The 1% rule was pioneered by self-help authors like James Altucher and James Clear as a highly-effective approach to personal development. These days, however, its popularity has surpassed the realm of self-help and the rule enjoys recognition across the board.
Most famously, the British cycling team performance director, Sir Dave Brailsford, credits the rule for his success. In 2007, the British cycling team hadn’t won Tour de France in over a century. Brailsford took it upon himself to mend this by improving all aspects of the team’s performance by just 1%.
At the time his approach seemed a little unorthodox, as all the problems he tackled were seemingly minor – Brailsford did things like tweaking the team’s warm-up routine, teaching them proper hand-washing techniques and making the bike seats more aerodynamic.
The results of this atypical approach were shocking. Collectively, the tiny adjustments brought about greater change than what anyone could have anticipated – in the decade after 2007, the British cycling team won Tour de France five times!
The 1% rule and environmentalism
So, how does the 1% rule relate to the environment? If we apply the idea of marginal improvements to ecology, then we should be trying to save our planet through a multitude of small, individual actions rather than (only) through huge campaigns.
In other words, it’s no longer about looking for a grand solution – rather, it’s about targeting our daily habits, and finding all the small ways in which we can contribute.
Why it matters
When faced with the enormous scale of the ecological crisis, it’s easy to believe that individual actions are too small and insufficient. What we are forgetting, however, is the rule of compound effect. One plastic bottle less might seem insignificant, but if you switch to a reusable tumbler for the years to come, you will save hundreds of kilos of plastic over time.

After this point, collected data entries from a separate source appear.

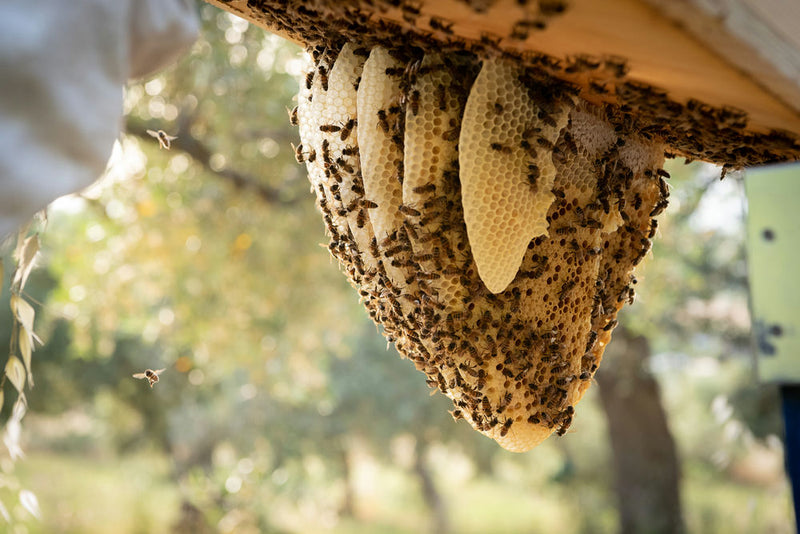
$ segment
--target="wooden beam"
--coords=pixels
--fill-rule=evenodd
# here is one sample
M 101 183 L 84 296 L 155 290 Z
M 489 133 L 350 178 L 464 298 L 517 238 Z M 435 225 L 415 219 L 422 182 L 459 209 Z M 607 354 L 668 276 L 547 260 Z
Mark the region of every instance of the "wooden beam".
M 671 116 L 663 110 L 671 103 L 691 108 L 699 101 L 718 110 L 714 113 L 746 113 L 746 127 L 716 146 L 710 140 L 728 125 L 714 126 L 713 118 L 709 123 L 708 115 L 697 118 L 691 109 L 666 119 L 675 124 L 665 138 L 677 154 L 732 166 L 800 159 L 800 37 L 779 13 L 794 0 L 764 5 L 728 0 L 725 5 L 736 9 L 724 17 L 704 7 L 708 0 L 316 0 L 292 7 L 286 17 L 276 7 L 281 4 L 270 0 L 207 1 L 303 44 L 318 42 L 320 35 L 334 39 L 353 22 L 358 29 L 344 34 L 361 35 L 374 27 L 384 42 L 440 41 L 482 47 L 483 54 L 546 55 L 561 65 L 552 74 L 580 87 L 581 96 L 594 103 L 630 104 L 620 96 L 626 83 L 665 92 L 649 109 L 647 103 L 634 106 L 645 123 L 661 120 L 663 125 Z M 792 10 L 800 11 L 800 4 Z M 300 19 L 305 26 L 295 23 Z M 309 33 L 309 24 L 316 33 Z M 748 28 L 758 28 L 756 35 Z M 583 56 L 621 58 L 626 72 L 563 68 Z M 598 86 L 610 89 L 592 89 Z M 700 131 L 703 141 L 693 141 Z M 776 131 L 788 137 L 779 139 Z M 749 147 L 750 154 L 732 154 L 735 145 Z

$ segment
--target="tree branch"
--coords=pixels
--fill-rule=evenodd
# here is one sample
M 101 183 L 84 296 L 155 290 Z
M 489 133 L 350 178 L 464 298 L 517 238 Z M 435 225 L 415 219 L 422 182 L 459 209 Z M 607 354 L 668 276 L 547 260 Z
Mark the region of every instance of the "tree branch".
M 212 152 L 208 146 L 197 137 L 191 134 L 191 125 L 194 123 L 194 116 L 181 115 L 177 121 L 178 131 L 174 132 L 176 139 L 171 143 L 171 148 L 178 149 L 191 156 L 197 163 L 206 168 L 214 176 L 222 178 L 231 183 L 236 189 L 249 190 L 255 192 L 261 200 L 269 204 L 281 204 L 289 206 L 294 204 L 297 199 L 282 198 L 280 189 L 263 184 L 254 176 L 238 172 L 234 169 L 224 168 L 214 170 L 211 167 Z M 158 139 L 147 133 L 147 130 L 160 130 L 163 127 L 154 121 L 142 121 L 133 116 L 128 116 L 125 130 L 130 135 L 135 135 L 145 141 L 158 143 Z M 170 132 L 173 134 L 173 132 Z M 278 136 L 282 137 L 282 136 Z

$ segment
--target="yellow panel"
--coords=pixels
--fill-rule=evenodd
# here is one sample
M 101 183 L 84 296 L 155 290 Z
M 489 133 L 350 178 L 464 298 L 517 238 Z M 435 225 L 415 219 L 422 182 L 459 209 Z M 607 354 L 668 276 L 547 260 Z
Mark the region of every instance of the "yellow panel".
M 748 170 L 745 187 L 759 376 L 800 383 L 800 164 Z

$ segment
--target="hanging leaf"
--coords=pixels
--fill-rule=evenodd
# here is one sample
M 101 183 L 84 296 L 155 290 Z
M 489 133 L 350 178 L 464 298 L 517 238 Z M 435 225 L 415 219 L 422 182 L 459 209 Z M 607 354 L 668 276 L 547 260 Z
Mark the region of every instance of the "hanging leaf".
M 0 515 L 3 516 L 3 519 L 6 520 L 6 523 L 11 523 L 11 514 L 8 513 L 3 501 L 0 501 Z
M 25 371 L 28 373 L 28 383 L 33 387 L 33 372 L 31 371 L 31 353 L 33 352 L 33 340 L 30 333 L 24 327 L 20 327 L 19 333 L 19 354 L 22 356 L 22 363 L 25 364 Z
M 22 247 L 17 248 L 17 270 L 14 273 L 13 287 L 21 291 L 28 281 L 28 275 L 33 269 L 33 260 L 39 252 L 39 235 L 33 234 L 23 241 Z
M 3 404 L 5 404 L 5 400 L 6 400 L 6 394 L 2 389 L 0 389 L 0 410 L 3 409 Z
M 25 398 L 25 394 L 20 392 L 14 402 L 14 407 L 11 409 L 11 417 L 6 421 L 5 433 L 3 434 L 3 443 L 8 449 L 8 454 L 11 456 L 12 461 L 25 457 L 20 445 L 20 437 L 22 436 L 22 418 L 25 417 L 27 411 L 28 401 Z
M 36 519 L 42 518 L 42 511 L 39 508 L 39 499 L 36 498 L 36 495 L 34 495 L 32 491 L 25 489 L 20 490 L 19 502 L 33 517 Z
M 33 306 L 28 304 L 28 302 L 19 295 L 11 295 L 10 303 L 11 311 L 14 312 L 17 320 L 19 320 L 25 330 L 33 332 L 33 319 L 36 316 Z
M 13 354 L 8 357 L 8 361 L 6 362 L 6 376 L 14 387 L 17 388 L 17 391 L 22 393 L 25 387 L 25 366 L 19 361 L 19 358 Z

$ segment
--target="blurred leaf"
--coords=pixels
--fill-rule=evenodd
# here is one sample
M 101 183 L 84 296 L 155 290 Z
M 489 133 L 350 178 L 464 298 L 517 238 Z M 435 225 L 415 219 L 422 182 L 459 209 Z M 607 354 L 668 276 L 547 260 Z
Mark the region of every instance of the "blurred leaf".
M 39 509 L 39 499 L 36 498 L 36 495 L 34 495 L 32 491 L 25 489 L 20 490 L 19 502 L 33 517 L 36 519 L 42 518 L 42 511 Z
M 14 356 L 13 354 L 8 357 L 8 362 L 6 362 L 6 376 L 17 388 L 17 391 L 22 393 L 23 388 L 25 388 L 25 366 L 19 361 L 19 358 Z
M 33 332 L 33 320 L 36 312 L 25 299 L 19 295 L 11 295 L 10 299 L 11 311 L 14 312 L 17 320 L 20 323 L 19 332 L 19 353 L 22 356 L 22 361 L 25 364 L 25 370 L 28 373 L 28 381 L 33 386 L 33 371 L 31 369 L 31 353 L 33 352 L 33 342 L 38 341 L 39 338 Z
M 0 501 L 0 515 L 3 516 L 3 519 L 6 520 L 6 523 L 11 522 L 11 515 L 8 513 L 6 506 L 3 504 L 3 501 Z
M 31 352 L 33 352 L 31 334 L 24 328 L 20 327 L 19 334 L 19 353 L 22 356 L 22 361 L 25 364 L 25 371 L 28 373 L 28 382 L 33 387 L 33 373 L 31 372 Z
M 22 364 L 19 365 L 21 366 Z M 22 418 L 25 417 L 27 411 L 28 401 L 25 398 L 25 394 L 20 391 L 17 400 L 14 402 L 14 407 L 11 409 L 11 417 L 6 422 L 6 431 L 3 434 L 3 443 L 8 449 L 8 454 L 12 460 L 25 456 L 20 446 L 20 436 L 22 435 Z
M 33 269 L 33 260 L 36 258 L 36 253 L 39 252 L 39 234 L 33 234 L 26 238 L 21 247 L 17 247 L 15 253 L 17 258 L 17 270 L 14 273 L 14 281 L 12 285 L 17 290 L 22 290 L 25 287 L 25 282 L 28 281 L 28 275 L 31 274 Z
M 36 316 L 33 306 L 19 295 L 11 295 L 10 303 L 11 311 L 14 312 L 22 327 L 28 332 L 33 332 L 33 318 Z

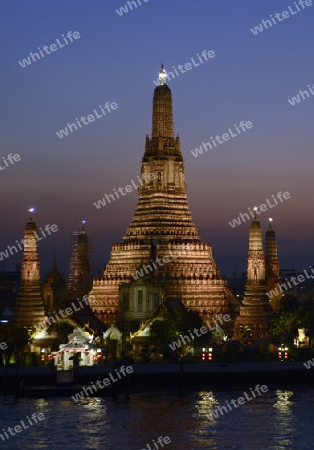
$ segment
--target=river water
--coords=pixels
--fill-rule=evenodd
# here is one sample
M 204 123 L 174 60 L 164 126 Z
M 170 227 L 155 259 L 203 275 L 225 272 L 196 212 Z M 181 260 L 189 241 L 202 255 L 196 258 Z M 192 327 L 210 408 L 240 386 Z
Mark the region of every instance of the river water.
M 0 399 L 0 449 L 165 450 L 314 449 L 314 388 L 268 386 L 267 393 L 210 420 L 219 405 L 249 394 L 233 389 L 159 390 L 114 398 Z M 222 410 L 223 411 L 223 410 Z M 33 413 L 44 419 L 10 436 Z M 4 428 L 4 430 L 3 430 Z M 4 434 L 6 431 L 7 436 Z M 150 447 L 147 445 L 150 444 Z

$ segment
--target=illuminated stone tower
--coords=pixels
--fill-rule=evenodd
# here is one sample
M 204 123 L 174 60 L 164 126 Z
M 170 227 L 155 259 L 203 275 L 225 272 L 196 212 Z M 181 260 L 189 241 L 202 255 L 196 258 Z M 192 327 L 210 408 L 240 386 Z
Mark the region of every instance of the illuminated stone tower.
M 145 140 L 137 208 L 123 243 L 112 246 L 110 261 L 90 293 L 95 297 L 90 305 L 96 315 L 107 325 L 116 322 L 125 329 L 149 318 L 162 298 L 180 298 L 185 307 L 197 310 L 207 320 L 222 313 L 235 316 L 236 309 L 211 245 L 201 243 L 192 221 L 180 140 L 174 137 L 171 90 L 163 67 L 159 79 L 153 98 L 152 135 Z M 227 323 L 224 329 L 228 326 L 230 329 L 233 324 Z
M 269 337 L 272 307 L 266 292 L 262 230 L 255 212 L 250 226 L 247 282 L 239 316 L 235 323 L 238 338 L 249 336 L 253 340 L 259 340 Z
M 91 234 L 85 229 L 85 220 L 82 220 L 82 229 L 72 233 L 72 249 L 70 262 L 70 275 L 68 289 L 71 299 L 83 298 L 92 286 L 91 278 Z
M 38 256 L 38 236 L 33 221 L 33 208 L 24 233 L 24 254 L 21 266 L 20 291 L 14 311 L 14 321 L 31 328 L 45 320 L 43 296 L 40 287 L 40 262 Z
M 269 219 L 268 230 L 265 235 L 265 264 L 266 264 L 266 286 L 267 291 L 271 291 L 273 288 L 280 284 L 280 267 L 277 254 L 277 241 L 276 234 L 272 228 L 273 219 Z M 280 291 L 280 289 L 278 289 Z M 271 299 L 271 306 L 274 311 L 279 311 L 280 300 L 282 294 L 278 292 Z

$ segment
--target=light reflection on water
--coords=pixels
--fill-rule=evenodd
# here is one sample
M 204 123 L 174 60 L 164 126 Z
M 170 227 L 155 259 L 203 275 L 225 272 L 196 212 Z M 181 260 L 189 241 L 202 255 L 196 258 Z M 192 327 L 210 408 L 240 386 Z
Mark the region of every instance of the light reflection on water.
M 246 389 L 248 392 L 248 389 Z M 147 450 L 169 436 L 165 450 L 313 449 L 314 389 L 270 389 L 210 421 L 208 414 L 244 390 L 189 390 L 90 398 L 0 399 L 0 432 L 34 412 L 45 420 L 5 442 L 14 450 Z

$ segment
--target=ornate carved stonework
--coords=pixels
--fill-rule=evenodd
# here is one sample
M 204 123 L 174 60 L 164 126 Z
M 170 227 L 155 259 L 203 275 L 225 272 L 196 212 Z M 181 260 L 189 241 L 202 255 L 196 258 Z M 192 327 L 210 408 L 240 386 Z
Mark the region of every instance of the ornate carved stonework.
M 274 230 L 272 229 L 272 219 L 269 219 L 269 228 L 265 235 L 265 264 L 266 264 L 266 285 L 267 290 L 271 291 L 280 284 L 280 267 L 277 254 L 277 241 Z M 280 289 L 278 289 L 280 291 Z M 282 293 L 273 295 L 271 305 L 274 311 L 279 311 Z
M 149 180 L 148 174 L 154 178 Z M 166 297 L 180 298 L 207 320 L 220 313 L 235 316 L 236 301 L 220 277 L 211 245 L 201 243 L 192 221 L 166 84 L 154 92 L 152 137 L 146 137 L 142 159 L 144 175 L 148 181 L 139 187 L 133 220 L 123 242 L 112 246 L 101 278 L 94 280 L 90 306 L 107 325 L 116 322 L 125 328 L 148 319 Z M 158 263 L 167 257 L 166 263 Z M 132 275 L 137 271 L 142 275 L 136 280 Z
M 45 319 L 40 286 L 40 262 L 37 249 L 36 223 L 31 219 L 24 233 L 24 254 L 21 267 L 21 285 L 14 311 L 14 320 L 32 327 Z
M 268 329 L 273 313 L 266 292 L 262 232 L 260 223 L 255 217 L 250 226 L 247 283 L 239 316 L 235 322 L 235 335 L 238 339 L 246 340 L 241 327 L 248 327 L 251 330 L 253 340 L 269 337 Z

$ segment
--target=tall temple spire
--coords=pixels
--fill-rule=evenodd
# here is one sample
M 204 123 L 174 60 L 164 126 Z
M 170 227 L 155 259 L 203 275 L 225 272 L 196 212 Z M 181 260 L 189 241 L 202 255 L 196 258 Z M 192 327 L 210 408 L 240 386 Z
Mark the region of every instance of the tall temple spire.
M 161 84 L 154 92 L 152 138 L 174 137 L 171 90 L 167 84 Z
M 149 179 L 152 176 L 153 179 Z M 139 200 L 125 240 L 200 240 L 189 210 L 179 137 L 174 138 L 171 90 L 155 88 L 152 138 L 146 136 Z
M 81 231 L 72 233 L 68 283 L 71 298 L 82 298 L 91 288 L 91 234 L 86 232 L 86 220 L 81 220 L 81 225 Z
M 27 327 L 32 327 L 45 319 L 40 286 L 37 227 L 33 221 L 34 211 L 34 208 L 29 209 L 30 219 L 25 227 L 21 285 L 14 311 L 14 320 Z
M 110 261 L 101 278 L 94 280 L 94 298 L 89 300 L 104 323 L 116 323 L 124 330 L 130 330 L 130 324 L 134 330 L 151 317 L 162 296 L 180 298 L 187 309 L 208 320 L 223 313 L 234 318 L 237 309 L 211 245 L 201 243 L 192 220 L 180 139 L 174 137 L 171 90 L 165 81 L 162 66 L 133 220 L 123 242 L 112 246 Z M 231 333 L 233 322 L 228 327 Z
M 246 339 L 245 330 L 250 330 L 253 340 L 267 339 L 272 314 L 265 280 L 262 230 L 255 213 L 250 225 L 247 282 L 239 316 L 235 322 L 236 337 Z
M 265 261 L 266 261 L 266 280 L 269 277 L 279 277 L 279 262 L 277 253 L 276 234 L 272 227 L 273 219 L 269 219 L 268 230 L 265 235 Z
M 277 253 L 276 234 L 272 227 L 273 219 L 269 219 L 268 230 L 265 235 L 265 264 L 266 264 L 266 285 L 267 290 L 271 291 L 280 283 L 280 267 Z M 278 294 L 271 299 L 271 305 L 275 311 L 280 308 L 282 293 L 277 289 Z
M 250 226 L 247 280 L 256 282 L 265 280 L 262 230 L 260 222 L 256 218 L 256 210 Z

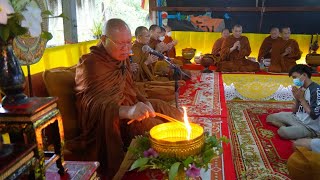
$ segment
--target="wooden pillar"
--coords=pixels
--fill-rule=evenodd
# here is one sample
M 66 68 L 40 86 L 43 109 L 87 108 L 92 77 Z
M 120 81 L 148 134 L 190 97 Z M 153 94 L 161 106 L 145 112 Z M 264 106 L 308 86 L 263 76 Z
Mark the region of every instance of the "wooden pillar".
M 68 17 L 63 19 L 64 29 L 64 42 L 77 43 L 78 42 L 78 30 L 77 30 L 77 12 L 76 12 L 76 0 L 62 0 L 62 12 Z
M 156 11 L 152 10 L 157 7 L 156 0 L 149 0 L 149 17 L 152 19 L 151 24 L 157 24 L 157 14 Z

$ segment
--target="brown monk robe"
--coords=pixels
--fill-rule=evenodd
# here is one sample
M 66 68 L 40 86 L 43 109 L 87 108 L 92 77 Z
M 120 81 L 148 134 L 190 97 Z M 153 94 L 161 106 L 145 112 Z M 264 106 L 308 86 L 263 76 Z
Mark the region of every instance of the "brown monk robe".
M 251 53 L 249 40 L 241 36 L 242 27 L 235 25 L 232 29 L 232 36 L 226 38 L 221 47 L 221 60 L 218 63 L 217 71 L 225 72 L 257 72 L 259 64 L 246 59 Z
M 320 179 L 320 152 L 315 151 L 316 145 L 310 145 L 311 141 L 319 139 L 298 139 L 294 142 L 296 149 L 287 163 L 291 179 Z
M 135 81 L 139 91 L 148 98 L 161 99 L 164 101 L 174 100 L 174 83 L 169 81 L 168 73 L 166 73 L 166 77 L 156 76 L 154 69 L 161 68 L 153 66 L 153 63 L 158 61 L 158 58 L 142 51 L 142 47 L 148 44 L 150 40 L 148 29 L 144 26 L 137 27 L 135 36 L 136 41 L 132 46 L 132 59 L 133 62 L 139 64 L 138 72 L 135 74 Z M 167 63 L 165 63 L 164 68 L 165 67 L 169 68 Z M 185 82 L 180 82 L 180 85 L 183 85 L 184 83 Z
M 91 47 L 77 65 L 75 90 L 83 148 L 96 146 L 93 160 L 112 179 L 131 139 L 164 122 L 155 118 L 155 111 L 176 119 L 182 116 L 163 101 L 148 101 L 137 94 L 128 59 L 131 31 L 120 19 L 110 19 L 105 27 L 101 43 Z M 130 119 L 142 121 L 127 125 Z
M 229 35 L 230 35 L 229 29 L 223 29 L 221 32 L 221 38 L 217 39 L 214 42 L 212 51 L 211 51 L 211 54 L 213 55 L 213 59 L 214 59 L 214 65 L 217 65 L 217 63 L 220 61 L 220 51 L 221 51 L 222 43 L 227 37 L 229 37 Z
M 172 32 L 171 32 L 171 27 L 170 26 L 164 26 L 165 28 L 165 38 L 163 42 L 167 45 L 169 45 L 168 50 L 165 51 L 165 55 L 169 58 L 175 58 L 176 57 L 176 48 L 175 45 L 177 45 L 177 41 L 173 40 L 171 37 Z
M 150 38 L 150 41 L 149 41 L 149 46 L 156 50 L 157 48 L 157 45 L 159 43 L 161 43 L 161 41 L 159 40 L 160 38 L 160 35 L 161 35 L 161 29 L 158 25 L 151 25 L 150 28 L 149 28 L 149 32 L 150 32 L 150 35 L 151 35 L 151 38 Z
M 298 42 L 290 39 L 290 28 L 282 29 L 282 39 L 272 44 L 271 64 L 269 72 L 286 73 L 301 58 Z
M 271 29 L 270 36 L 266 37 L 260 46 L 258 62 L 262 62 L 262 59 L 271 59 L 272 44 L 275 41 L 281 39 L 279 35 L 280 35 L 279 28 Z

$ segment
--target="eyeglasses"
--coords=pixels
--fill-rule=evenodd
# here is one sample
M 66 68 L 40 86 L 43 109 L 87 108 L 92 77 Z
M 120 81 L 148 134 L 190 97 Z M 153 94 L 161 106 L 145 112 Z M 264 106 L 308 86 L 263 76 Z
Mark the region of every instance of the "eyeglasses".
M 132 47 L 132 43 L 130 41 L 129 42 L 123 42 L 123 43 L 118 43 L 118 42 L 114 42 L 111 38 L 107 37 L 107 39 L 109 39 L 115 46 L 117 46 L 120 50 L 124 50 L 126 47 L 129 47 L 129 49 L 131 49 Z

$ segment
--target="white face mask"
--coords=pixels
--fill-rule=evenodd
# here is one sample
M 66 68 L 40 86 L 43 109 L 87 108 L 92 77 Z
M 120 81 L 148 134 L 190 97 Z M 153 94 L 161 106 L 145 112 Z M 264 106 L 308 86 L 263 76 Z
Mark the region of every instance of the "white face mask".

The same applies to diet. When I first became vegetarian my friends would often tell me things like “Do you really think that you becoming vegetarian will make a difference? There are billions of people out there still eating meat!”. These people failed to account for two crucial factors – the compound effect of change over time, and across a multitude of individuals. Me eating one steak less today is insignificant, but if you add up all of the meat I would’ve eaten over my eight years of being vegetarian – all of the burgers, chicken, and fish – you end up with an extortionate amount. You end up with what equates to the lives of hundreds of animals. According to statistics, the average British carnivore eats 7, 000 animals in their lifetime, so a single vegetarian makes no small difference.